Thursday, July 02, 2009

July Fourth, 2009, part one

Driving to a lunch meeting in the Boro this morning I turned on our local FM talk radio station to learn that almost all black people hate white people, that President Obama is a racist, and a foreign-born Moslem sympathetic to Iran and jihadists, and that the primary goal of the Obama administration is to wrest power from the white race and give it to blacks and Hispanics.

I arrived at my meeting shaking with a mixture of anger and fear. Anger that such stupidity gets commercial airtime, and fear that most people listening to it do not think it stupid.

I remember the last time we had a Democrat President. Right wing radio was apoplectic, but the talk wasn’t this vile. Sure the Clintons murdered members of their administration, were secretly Communists trying to set up single-payer healthcare, and the President could not keep POTUS Jr. in his pants, but I don’t remember it being this emotionally charged. Sure, Rush kept count of how many days American had left in Clinton captivity, but this was no more absurd that Keith Oberman continuing his count of days since Bush’s Mission Accomplished moment on the aircraft carrier off the coast of Iraq.

But there is something different about the Right this time around. And, given that President Obama isn’t doing anything of things that I wanted him to do (end discrimination against the LGBT community, stop funding dictatorships, put real pressure on Israel and Palestine to make peace, withdraw from Iraq and Afghanistan, cease the bailout of today’s robber barons, put real incentives behind green technology, and a host of other things that should rightly make the right crazy) the difference can’t really be political. Obama is a centrist, but he is a black centrist and that makes all the difference.

True it is hard to argue that America is a racist country when we have a black man as president, but it isn’t hard to see that those who are so afraid of his policies are not really afraid of his policies but his color. No one suggested during the Clinton years that the President was planning to give America over to poor rural whites in Arkansas.

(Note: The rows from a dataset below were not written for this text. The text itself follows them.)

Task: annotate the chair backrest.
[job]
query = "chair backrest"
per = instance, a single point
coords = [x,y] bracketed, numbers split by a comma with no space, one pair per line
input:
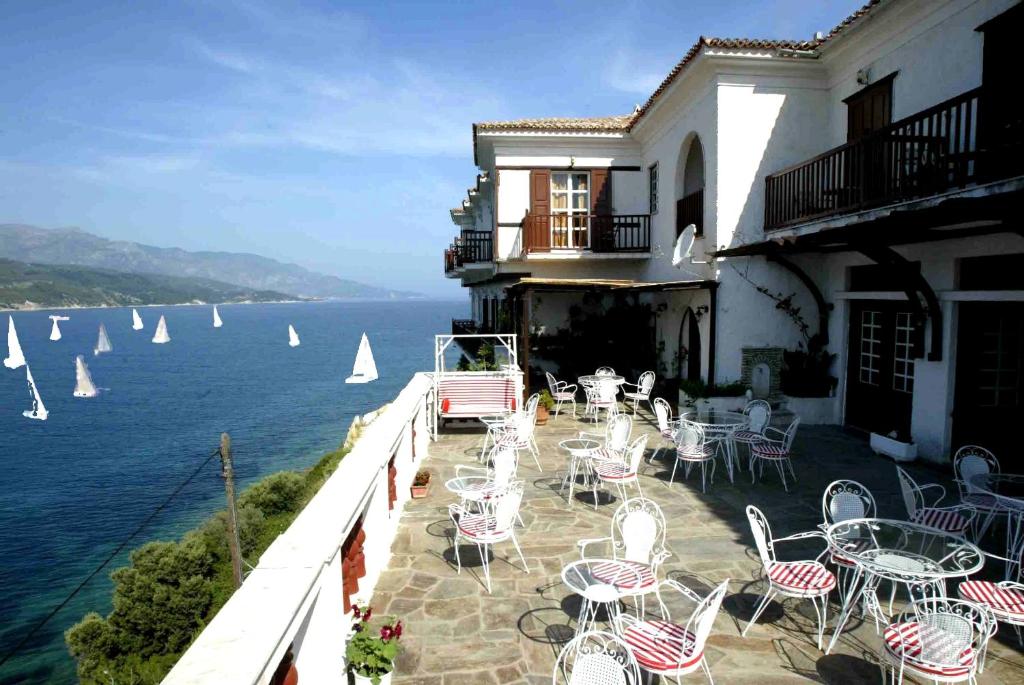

The guest on this morning’s radio broadcast was an African American preacher in town for this weekend’s Republican Tea Party in Nashville. See, the Right is saying, we aren’t racist. Here is a black man speaking for us. Except it was this black man who told us that almost all black people were racists. It is one thing if some honky makes this claim—I can right it off as racism—but when a black man tells me that black folk hate me ‘cause I’m white then you just gots to believe!

Not only is Obama trying to sell America out to the black race, the radio host and his guest explained, it is trying to convince good Christians that Jesus was black. This Muslim in Christ’s clothing is trying to tell us that Jesus wasn’t white! How can that be? In my neighborhood not only is Jesus white, he spoke King James’ English! The fact that Jesus was a brown skinned Aramaic speaking Palestinian Jew seems to escape everyone’s notice.

As we prepare to celebrate the Fourth of July we would be wise to remember what this country stands for: White God, White Christians, and White Power—with a couple of black folks tagging along to ease our conscience.

2 comments:

Grégoire said...

This is such a fantastic essay. I hope you don't mind if I spread it around. Like you, I find the rhetoric pretty disheartening.

On the flip side, lots of my lefty friends still think Barack Obama is their buddy, despite not ending the war, continuing to fire gays and lesbians from military jobs (he's doing them a favor, but still) and shoveling bailout money at the feet of the banksters just as fast as he can.

He ain't the devil, but he isn't some sort of closet socialist either. Viewed through my lens, he's pretty much Bush Lite. That aside, at least he can speak in public without looking foolish and has a functional family... More than anyone can say about the last couple of goofballs that occupied the office.

Di said...

This made me think of you:

http://www.bspcn.com/2009/07/03/popular-religions-in-a-nutshell/

Popular religions in a nutshell. I guess for those who just don't have to time to fully examine a religion before believing in it!